Tuesday, January 31, 2006

Byers Joins Ruination Drive

Tax 'n' Spend isn't the only way governments can burn our money. They can also impose costly and onerous regulation, particularly on business. The Company Law Reform Bill (780 pages, 885 clauses) is set to do just that.

When first introduced it was trumpeted as a simplification, designed to slash red tape and save British companies £250m pa. But having studied the detail, the corporate world is now seriously alarmed, especially about Section 156. It says that, in fulfilling his duty to shareholders:

"A director must (so far as reasonably practicable) have regard to the likely consequences of any decision in the long term, the interests of the company's employees, the need to foster the company's business relationships with suppliers, customers and others, the impact of the company's operations on the community and the environment."

This may all sound well-meaning, but the clause represents fundamental changes to a director's responsibilities. What's more, in the words of Baroness Noakes, "The interests of these stakeholders conflict and there's no hierarchy in the bill - no explanation of which are more important. There's also no explanation of what is meant by 'success' - that is a very subjective term."

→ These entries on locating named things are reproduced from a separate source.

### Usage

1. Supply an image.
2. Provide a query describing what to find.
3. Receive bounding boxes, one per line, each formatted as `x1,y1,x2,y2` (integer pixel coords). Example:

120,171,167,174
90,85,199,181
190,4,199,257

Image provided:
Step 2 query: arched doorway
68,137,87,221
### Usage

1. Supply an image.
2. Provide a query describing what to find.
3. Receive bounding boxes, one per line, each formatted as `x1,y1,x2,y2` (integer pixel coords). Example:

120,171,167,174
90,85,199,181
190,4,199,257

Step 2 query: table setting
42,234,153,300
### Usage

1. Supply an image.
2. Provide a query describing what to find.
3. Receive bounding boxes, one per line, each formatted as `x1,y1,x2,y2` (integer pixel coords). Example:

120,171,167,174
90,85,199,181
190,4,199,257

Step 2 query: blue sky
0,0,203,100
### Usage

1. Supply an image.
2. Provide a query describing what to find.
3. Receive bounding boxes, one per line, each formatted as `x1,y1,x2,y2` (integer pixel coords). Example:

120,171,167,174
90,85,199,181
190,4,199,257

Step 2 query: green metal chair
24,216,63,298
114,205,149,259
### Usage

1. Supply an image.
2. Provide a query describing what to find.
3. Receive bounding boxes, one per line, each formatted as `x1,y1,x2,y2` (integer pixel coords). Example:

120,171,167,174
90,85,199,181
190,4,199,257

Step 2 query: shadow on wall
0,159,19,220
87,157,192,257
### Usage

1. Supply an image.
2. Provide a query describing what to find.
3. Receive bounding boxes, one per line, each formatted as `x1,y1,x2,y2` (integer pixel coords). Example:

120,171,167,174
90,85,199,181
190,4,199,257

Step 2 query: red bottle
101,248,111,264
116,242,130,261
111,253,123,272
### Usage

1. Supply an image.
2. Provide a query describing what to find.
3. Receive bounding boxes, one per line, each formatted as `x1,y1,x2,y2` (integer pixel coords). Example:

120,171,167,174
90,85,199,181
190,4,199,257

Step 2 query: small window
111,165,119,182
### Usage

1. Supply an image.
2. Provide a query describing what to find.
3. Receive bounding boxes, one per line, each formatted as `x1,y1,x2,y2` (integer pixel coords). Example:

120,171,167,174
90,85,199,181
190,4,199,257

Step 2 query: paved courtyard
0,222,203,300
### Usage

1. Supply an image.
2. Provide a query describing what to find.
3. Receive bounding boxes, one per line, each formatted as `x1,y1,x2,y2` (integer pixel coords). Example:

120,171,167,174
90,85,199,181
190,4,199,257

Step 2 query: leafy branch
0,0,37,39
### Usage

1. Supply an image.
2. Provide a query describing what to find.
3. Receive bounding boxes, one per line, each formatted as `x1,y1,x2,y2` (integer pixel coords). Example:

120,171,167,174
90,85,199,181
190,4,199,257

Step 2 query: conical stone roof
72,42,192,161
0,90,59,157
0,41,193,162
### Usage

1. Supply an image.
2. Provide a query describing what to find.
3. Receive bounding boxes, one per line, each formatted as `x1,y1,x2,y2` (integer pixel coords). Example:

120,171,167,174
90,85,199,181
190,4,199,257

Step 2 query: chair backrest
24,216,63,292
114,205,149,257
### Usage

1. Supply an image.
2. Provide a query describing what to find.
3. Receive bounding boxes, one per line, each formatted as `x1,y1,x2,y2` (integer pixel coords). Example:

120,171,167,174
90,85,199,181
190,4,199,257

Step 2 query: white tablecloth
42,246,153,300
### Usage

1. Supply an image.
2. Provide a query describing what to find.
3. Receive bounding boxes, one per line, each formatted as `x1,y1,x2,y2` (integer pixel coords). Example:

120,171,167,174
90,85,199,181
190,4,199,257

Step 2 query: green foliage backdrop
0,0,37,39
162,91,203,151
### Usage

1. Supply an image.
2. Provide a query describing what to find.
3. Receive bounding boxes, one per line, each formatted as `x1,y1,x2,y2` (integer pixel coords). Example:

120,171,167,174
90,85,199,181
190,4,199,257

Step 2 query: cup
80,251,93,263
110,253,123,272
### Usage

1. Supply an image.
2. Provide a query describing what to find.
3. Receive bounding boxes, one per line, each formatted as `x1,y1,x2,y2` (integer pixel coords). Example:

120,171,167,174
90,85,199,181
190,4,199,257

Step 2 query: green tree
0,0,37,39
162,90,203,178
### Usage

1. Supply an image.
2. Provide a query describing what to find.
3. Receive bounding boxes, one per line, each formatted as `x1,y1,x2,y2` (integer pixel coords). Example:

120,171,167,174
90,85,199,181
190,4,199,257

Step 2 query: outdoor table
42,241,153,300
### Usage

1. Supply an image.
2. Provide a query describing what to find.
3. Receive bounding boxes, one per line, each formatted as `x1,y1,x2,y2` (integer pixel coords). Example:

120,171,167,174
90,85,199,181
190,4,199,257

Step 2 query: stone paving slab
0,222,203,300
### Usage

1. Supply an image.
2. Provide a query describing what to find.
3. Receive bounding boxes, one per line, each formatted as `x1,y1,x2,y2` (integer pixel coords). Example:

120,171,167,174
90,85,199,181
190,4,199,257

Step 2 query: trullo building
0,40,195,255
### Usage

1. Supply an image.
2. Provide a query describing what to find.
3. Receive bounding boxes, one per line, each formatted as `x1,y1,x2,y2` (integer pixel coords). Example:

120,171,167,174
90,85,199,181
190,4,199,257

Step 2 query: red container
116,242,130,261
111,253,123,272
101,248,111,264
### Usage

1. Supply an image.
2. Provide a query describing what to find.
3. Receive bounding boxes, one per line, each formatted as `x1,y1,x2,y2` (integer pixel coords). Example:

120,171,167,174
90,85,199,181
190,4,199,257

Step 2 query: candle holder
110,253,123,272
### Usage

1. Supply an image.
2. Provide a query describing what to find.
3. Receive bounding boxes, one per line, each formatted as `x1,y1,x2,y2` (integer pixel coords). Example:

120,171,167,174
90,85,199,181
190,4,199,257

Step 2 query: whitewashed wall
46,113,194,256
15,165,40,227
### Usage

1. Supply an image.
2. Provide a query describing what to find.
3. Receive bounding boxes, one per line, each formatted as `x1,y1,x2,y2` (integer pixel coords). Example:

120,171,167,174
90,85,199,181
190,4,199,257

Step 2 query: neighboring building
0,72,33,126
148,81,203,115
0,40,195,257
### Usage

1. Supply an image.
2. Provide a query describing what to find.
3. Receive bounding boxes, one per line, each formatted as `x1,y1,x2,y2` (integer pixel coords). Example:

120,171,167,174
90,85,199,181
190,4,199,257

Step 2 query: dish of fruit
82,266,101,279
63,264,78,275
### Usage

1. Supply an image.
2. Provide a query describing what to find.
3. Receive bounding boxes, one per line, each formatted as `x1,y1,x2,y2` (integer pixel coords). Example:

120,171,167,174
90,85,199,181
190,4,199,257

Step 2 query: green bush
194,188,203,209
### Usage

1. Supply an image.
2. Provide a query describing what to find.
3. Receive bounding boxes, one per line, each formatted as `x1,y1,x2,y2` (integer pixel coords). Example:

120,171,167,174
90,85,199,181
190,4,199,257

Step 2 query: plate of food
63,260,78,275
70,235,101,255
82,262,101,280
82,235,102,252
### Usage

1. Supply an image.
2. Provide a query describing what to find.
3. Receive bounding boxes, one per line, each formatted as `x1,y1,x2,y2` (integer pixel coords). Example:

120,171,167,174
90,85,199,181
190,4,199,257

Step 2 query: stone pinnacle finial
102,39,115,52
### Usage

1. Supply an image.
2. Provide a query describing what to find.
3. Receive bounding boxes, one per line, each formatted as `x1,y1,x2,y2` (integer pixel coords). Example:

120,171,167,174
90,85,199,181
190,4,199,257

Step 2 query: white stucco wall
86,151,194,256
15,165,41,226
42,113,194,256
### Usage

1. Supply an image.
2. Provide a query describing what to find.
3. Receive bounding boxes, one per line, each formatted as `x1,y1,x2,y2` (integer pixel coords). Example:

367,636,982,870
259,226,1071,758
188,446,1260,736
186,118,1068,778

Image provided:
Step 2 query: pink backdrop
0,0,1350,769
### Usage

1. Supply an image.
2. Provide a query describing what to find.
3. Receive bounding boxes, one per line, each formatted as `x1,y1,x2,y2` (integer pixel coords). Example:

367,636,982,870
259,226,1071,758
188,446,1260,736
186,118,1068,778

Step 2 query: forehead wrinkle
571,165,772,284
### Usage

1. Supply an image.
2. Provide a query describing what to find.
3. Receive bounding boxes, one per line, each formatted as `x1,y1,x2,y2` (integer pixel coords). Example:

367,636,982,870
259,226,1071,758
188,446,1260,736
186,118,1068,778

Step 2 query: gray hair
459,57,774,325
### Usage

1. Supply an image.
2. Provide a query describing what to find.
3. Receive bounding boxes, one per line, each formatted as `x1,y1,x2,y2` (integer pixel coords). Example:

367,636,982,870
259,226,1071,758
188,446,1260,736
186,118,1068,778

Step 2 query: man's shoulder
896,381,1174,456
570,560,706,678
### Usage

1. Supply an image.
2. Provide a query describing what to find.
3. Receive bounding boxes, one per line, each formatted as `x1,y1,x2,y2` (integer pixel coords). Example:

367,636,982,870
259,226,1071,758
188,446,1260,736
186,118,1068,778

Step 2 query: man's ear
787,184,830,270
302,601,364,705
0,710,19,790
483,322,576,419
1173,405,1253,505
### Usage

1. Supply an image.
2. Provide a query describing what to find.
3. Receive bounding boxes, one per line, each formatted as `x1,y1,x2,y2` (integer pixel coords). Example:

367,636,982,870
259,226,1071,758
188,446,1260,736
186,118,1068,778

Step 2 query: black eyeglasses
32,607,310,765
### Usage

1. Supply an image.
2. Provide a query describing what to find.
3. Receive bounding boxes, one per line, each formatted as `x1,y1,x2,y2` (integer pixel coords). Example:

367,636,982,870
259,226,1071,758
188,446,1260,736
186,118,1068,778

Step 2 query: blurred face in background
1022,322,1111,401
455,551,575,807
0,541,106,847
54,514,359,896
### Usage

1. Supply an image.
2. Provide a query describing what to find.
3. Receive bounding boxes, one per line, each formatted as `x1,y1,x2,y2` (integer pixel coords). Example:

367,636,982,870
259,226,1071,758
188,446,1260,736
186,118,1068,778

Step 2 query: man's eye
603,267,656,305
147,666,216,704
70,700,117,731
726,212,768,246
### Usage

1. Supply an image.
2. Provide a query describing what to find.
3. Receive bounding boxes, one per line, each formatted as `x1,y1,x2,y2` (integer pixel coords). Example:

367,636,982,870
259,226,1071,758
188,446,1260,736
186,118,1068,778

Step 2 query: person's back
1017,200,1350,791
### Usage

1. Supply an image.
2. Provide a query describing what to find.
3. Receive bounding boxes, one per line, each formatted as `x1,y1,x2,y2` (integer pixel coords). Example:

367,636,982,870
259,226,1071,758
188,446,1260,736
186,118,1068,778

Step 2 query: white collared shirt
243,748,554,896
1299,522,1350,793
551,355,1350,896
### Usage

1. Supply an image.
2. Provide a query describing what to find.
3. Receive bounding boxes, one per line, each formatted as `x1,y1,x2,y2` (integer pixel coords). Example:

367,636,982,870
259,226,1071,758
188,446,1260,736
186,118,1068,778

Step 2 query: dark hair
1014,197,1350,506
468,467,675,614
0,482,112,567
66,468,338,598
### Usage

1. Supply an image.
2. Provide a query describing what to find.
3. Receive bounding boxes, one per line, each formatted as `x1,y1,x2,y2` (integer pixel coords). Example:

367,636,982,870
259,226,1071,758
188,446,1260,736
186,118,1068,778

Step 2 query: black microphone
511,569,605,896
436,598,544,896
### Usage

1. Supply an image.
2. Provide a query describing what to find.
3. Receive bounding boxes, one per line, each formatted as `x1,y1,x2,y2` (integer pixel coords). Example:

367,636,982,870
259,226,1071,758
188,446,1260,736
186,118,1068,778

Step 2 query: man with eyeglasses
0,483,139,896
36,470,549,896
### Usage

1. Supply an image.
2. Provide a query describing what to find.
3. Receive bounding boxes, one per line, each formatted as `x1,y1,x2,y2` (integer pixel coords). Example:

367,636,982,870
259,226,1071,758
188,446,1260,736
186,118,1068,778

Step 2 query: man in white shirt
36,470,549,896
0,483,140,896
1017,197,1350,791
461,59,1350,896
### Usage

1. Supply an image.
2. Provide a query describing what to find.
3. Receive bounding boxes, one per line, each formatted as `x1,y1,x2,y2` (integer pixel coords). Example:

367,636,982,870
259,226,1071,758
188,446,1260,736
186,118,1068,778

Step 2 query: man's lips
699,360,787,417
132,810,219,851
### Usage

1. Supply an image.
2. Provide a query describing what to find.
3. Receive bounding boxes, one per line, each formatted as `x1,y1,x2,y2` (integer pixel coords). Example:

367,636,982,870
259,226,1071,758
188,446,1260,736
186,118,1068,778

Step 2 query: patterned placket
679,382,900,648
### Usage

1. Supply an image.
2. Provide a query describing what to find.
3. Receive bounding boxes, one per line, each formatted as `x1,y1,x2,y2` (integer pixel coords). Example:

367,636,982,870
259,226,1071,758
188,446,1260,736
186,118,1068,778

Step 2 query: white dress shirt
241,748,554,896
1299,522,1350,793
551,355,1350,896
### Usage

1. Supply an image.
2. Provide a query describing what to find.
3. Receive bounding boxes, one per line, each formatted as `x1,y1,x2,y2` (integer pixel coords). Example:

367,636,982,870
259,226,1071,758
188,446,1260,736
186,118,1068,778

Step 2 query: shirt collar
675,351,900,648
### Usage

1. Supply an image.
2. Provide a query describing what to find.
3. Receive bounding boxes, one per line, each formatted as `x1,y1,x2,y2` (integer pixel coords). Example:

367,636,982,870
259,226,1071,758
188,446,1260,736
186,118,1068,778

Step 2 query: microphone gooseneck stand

It's the incorporation into British law of what's known as CSR- Corporate Social Responsibility- a woolly stakeholding notion of company objectives that's been floating around in one guise or another for 10-15 years. The risks to company health and overall economic dynamism are obvious. As the the immortal Milt put it:

“There is one and only one social responsibility of a business ― to use its resources and engage in activities designed to increase its profits so long as it stays within the rules of the game, which is to say, engages in open and free competition without deception or fraud.”

As always Milt puts is succinctly: we might want to add that companies need to consider long-term as well as short-term profits, which can lead them to eschew the fast buck in favour of public reputation. But the point is overall financial return to shareholders should be the driver, within the limits of the law.

Once politicians start insisting in law that company directors weigh nebulous aspirations for "a better world" against the cold hard reality of making money, our directors become no more use than...well, politicians.

And if you want absolute proof that I'm right, consider this from the FT:

"Stephen Byers, the former trade and industry secretary, is said to be sympathetic to calls in a Commons motion from 125 Labour MPs for directors "to identify, consider, act and report on any negative social and environmental impacts" from their companies' activities."

And you thought Byers had a stake through his heart.